尻もちをついている彼に手を差し出すと、素直に私の手を握り立ち上がる。

ねえ、善逸さん。
触れられて嬉しいのは私の方なんですよ?

なんて心の中で言っても伝わらないんでしょうけどね。





「善逸さん?お顔赤くないですか?」
「いや!そんなことないから!」


ここからは俺の独り言。
勝手にぶつぶつと1人心の中で呟くんだけどさ、困ってる事がいくつかあるんだよ。

なんでこんな可愛い子と同期だったのに覚えてないの、俺。選別の時、気絶してたからね、だからなんだけどね。気絶してたら最終選別生き残っちゃってたから…あれ?



「そういえば、なんで最終選別後の説明に居なかったの?」
「お師匠様が早く帰ってこいと烏を飛ばしてきたので」


なるほどね。俺達より早く山から降りて行ったから覚えがないのか。まあ、これは俺の問題だからいいとして、もう一つ。



「善逸さんにその時、ご挨拶したかったんですけどね」


っう!!こ、これ!!なんでこんなにドキドキする音させてんの?!なまえちゃんは知らないんだろうけど音で聞こえてくるの、音!こんなに胸を締め付けてくる様な音、初めて聞いた…。

聞いた事があるようでない、俺に向けられた音。



「あ、あのさ、なまえちゃん」
「何でしょうか?」
「その、なまえちゃんってさ」
「はい」
「す…す、好きな!…す、好きな食べ物って何?!」


違う!!ちがーう!!!俺が聞きたかったのは好きな食べ物じゃなくて、君の好きな人なんだよ……。耳で音は聞こえてくるけど、俺は言葉で、知りたいんだ。

俺の間違った質問を唇に手を当てて考える彼女。その横顔をそっと盗み見る。女の子らしくぷっくりと膨らんでいる唇に人差し指を添えている姿は俺の胸の奥をきゅっとさせる。



「色々あるのですが、おにぎりですね」
「おにぎり?」


以外と素朴な物が好きなんだな。


「お米が好きなんです。つやつやしてしっかりとした粒の白米。なんでも合いますよね!」

「うんっそうだねっ!俺も好きっ!!」


あああああっ笑った顔かわいいっ!!!!お米が好きなんだって!かわいいっ!!いくらでも俺が美味しいお米持ってきてあげるよ!!



「あれ、善逸さんは鰻が好きなんですよね?」
「えっ!?何で知ってるの?!」
「炭治郎さんから聞きました」
「は……」


え、なまえちゃん炭治郎と知り合いなの?なんで?いや、機会はなくはないけどさ。なんで下の名前で呼んでるの?



「なまえちゃん、炭治郎と話したことあるの?」
「はい!美味しいお米が炊けると聞きまして」
「へ、へぇー」


なほどね、お米目的ね。ふーん、それならまだなんとかいいかー……。いやいや何言ってだ俺。

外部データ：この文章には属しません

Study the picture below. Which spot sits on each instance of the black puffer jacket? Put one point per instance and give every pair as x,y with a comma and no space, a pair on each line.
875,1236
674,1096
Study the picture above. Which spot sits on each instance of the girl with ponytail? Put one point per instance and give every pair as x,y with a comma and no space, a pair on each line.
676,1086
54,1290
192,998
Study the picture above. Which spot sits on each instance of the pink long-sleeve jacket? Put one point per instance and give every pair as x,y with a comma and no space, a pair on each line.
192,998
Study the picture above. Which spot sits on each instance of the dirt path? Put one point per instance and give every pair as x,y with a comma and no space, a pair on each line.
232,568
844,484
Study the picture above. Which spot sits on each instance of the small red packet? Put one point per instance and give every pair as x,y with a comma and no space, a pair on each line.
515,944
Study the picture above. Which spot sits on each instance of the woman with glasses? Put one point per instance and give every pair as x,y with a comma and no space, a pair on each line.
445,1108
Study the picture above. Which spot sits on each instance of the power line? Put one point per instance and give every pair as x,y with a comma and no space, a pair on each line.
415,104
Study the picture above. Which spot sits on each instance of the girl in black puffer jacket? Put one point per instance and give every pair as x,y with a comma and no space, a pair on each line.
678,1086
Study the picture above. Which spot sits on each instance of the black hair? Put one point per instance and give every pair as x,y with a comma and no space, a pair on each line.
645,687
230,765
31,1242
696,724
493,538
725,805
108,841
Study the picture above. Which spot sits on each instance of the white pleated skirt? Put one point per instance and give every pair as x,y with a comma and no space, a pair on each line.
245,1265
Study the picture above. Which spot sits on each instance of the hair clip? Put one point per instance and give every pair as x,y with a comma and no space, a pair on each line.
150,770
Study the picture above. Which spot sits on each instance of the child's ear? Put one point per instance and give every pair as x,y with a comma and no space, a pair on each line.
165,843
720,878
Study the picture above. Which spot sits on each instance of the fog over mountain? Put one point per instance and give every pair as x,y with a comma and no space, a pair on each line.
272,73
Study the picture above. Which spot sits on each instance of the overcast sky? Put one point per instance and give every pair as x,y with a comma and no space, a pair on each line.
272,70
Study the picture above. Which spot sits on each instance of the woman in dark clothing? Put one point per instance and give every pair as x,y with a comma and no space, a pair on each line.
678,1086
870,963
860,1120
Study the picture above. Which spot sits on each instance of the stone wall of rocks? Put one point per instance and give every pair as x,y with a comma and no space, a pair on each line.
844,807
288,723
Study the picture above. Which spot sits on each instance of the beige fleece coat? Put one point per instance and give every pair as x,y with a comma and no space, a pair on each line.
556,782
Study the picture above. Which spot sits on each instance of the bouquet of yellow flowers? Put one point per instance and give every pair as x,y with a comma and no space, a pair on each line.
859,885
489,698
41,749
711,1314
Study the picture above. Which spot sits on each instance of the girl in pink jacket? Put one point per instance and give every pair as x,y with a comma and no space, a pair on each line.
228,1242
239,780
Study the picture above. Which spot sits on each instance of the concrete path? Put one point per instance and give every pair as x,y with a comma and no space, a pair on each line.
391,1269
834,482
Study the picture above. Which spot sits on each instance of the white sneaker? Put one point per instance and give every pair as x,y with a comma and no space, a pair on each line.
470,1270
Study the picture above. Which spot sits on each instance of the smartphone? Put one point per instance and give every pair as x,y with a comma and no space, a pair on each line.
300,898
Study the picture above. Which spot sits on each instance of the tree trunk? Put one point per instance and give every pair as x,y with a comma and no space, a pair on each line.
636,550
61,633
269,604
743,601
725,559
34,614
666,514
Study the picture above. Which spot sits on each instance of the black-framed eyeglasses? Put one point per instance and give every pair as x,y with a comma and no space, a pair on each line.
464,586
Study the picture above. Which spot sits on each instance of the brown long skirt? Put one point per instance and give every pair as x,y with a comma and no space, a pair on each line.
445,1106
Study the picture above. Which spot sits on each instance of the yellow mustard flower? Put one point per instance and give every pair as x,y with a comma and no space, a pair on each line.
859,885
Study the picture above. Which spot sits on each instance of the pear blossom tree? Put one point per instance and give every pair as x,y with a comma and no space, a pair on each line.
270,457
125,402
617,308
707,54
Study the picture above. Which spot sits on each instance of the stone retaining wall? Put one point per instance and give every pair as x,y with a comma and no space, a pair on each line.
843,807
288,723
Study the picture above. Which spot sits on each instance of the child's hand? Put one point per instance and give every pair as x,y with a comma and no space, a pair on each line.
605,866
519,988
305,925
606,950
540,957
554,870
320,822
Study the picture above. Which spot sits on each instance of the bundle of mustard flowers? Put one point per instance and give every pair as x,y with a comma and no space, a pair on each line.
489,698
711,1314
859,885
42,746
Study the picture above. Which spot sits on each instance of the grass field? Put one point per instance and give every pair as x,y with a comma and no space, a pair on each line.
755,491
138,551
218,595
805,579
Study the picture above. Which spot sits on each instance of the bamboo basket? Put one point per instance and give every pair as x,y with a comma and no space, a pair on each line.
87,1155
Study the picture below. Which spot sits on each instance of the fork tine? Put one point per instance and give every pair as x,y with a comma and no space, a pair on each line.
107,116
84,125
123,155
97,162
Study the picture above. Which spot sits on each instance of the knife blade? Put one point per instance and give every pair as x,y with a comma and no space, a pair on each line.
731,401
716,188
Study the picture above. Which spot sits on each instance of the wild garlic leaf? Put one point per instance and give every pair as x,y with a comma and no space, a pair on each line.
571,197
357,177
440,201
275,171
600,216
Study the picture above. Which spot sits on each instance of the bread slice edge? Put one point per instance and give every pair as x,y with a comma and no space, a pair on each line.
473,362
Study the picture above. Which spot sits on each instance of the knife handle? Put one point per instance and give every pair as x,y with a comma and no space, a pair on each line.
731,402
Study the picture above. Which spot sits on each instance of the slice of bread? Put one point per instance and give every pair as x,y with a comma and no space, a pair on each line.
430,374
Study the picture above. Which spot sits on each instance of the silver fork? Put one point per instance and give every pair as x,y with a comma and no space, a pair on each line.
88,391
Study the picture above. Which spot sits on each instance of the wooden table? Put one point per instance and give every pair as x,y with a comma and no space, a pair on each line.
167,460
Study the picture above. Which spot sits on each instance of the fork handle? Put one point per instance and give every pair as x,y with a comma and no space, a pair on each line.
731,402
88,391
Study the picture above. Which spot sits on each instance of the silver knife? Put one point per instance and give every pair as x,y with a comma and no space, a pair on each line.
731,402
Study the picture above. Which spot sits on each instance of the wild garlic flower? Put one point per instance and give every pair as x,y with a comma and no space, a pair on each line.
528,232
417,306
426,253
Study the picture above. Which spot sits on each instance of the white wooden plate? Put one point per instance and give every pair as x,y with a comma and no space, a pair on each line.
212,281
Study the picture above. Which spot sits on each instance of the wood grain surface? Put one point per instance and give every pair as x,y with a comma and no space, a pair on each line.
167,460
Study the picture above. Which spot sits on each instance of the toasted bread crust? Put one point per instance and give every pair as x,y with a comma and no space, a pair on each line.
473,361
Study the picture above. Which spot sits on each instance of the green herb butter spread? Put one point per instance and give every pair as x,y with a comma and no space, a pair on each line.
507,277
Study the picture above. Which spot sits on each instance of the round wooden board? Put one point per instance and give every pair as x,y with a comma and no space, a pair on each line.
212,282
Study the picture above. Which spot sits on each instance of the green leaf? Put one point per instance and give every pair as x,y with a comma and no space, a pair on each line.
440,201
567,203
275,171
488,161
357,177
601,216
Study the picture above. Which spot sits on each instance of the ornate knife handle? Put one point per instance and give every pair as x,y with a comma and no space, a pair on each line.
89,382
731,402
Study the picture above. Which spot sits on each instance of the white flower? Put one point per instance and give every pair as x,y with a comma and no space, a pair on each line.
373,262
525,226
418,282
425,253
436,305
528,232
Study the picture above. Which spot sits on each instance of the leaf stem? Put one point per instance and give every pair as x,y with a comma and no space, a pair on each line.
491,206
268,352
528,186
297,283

「あの火加減は素晴らしいですね。一家に一人炭治郎さんですよ」

「だっだだだダメ!!!」
「えっ」


気がついたら、なまえちゃんの腕を掴んでいて、ぐいっと近づいていて、目の前には驚いたなまえちゃんの顔。

思い浮かべたのは台所に楽しそうに立っている炭治郎となまえちゃんの姿。
それで、味見の為に口にお箸を持って行って貰ってるのを想像したら、もう…勝手に彼女を引き留めていた。



「た、確かに炭治郎さんの美味しいお米を独り占め発言は良くなかったですね」
「あ、え、えっと…」


なんでこんなに引き留めてるんだろ。炭治郎が女の子とイチャイチャしてるのが羨ましかったから?……いや、本当に困った耳だな。俺自身から聞こえてくる音が事実を突きつけてくる。

いきなり大きな声を出した俺に驚いているなまえちゃんは掴んでいた俺の手に自分の手を置いて



「でも、善逸さんには美味しく炊けるようになった私のご飯を食べて頂きたいんです」


滅茶苦茶優しくて恥ずかしそうな音を出してた。も、もう〜〜なまえちゃんどういうこと〜可愛すぎない?



「まだまだ、腕は未熟なので差し上げられませんが」
「お、俺に!俺に食べさせてよ」


女の子が作ってくれた……違う、


「俺の為に作ったご飯なんでしょ?」
「で、でもまだ満足がいくようなものは…」
「それでいい。なまえちゃんが作ってくれたやつなら」


女の子の誰かじゃなくてなまえちゃんが作ったものなら、俺が食べる。



「他の奴なんかにあげないで?」
「うっ…わ………はい…」
「………うん」


…………………うわっ、俺、俺ヤバイこと言ったかも。

なまえちゃんから聞こえてくる心音、呼吸音、全部の音が、早くて大きく聞こえてくる。頭を上げてなまえちゃんの真っ赤になった顔を見て、自分がとんでもない事を言ってしまった事に気がついてしまう。

気まずくなってなまえちゃんから目線を反らす。


「善逸、さん」
「なっなに?!」
「貴方の為に精一杯、美味しい食事を準備しますね?」

この子、俺の事どうしたいんだろう?ときめきで胸を爆発させて俺を殺す気?

なまえちゃんは握った手を優しく包んでくれて、また、心臓を走らせた。どんどん、どんどん早くなる君の音。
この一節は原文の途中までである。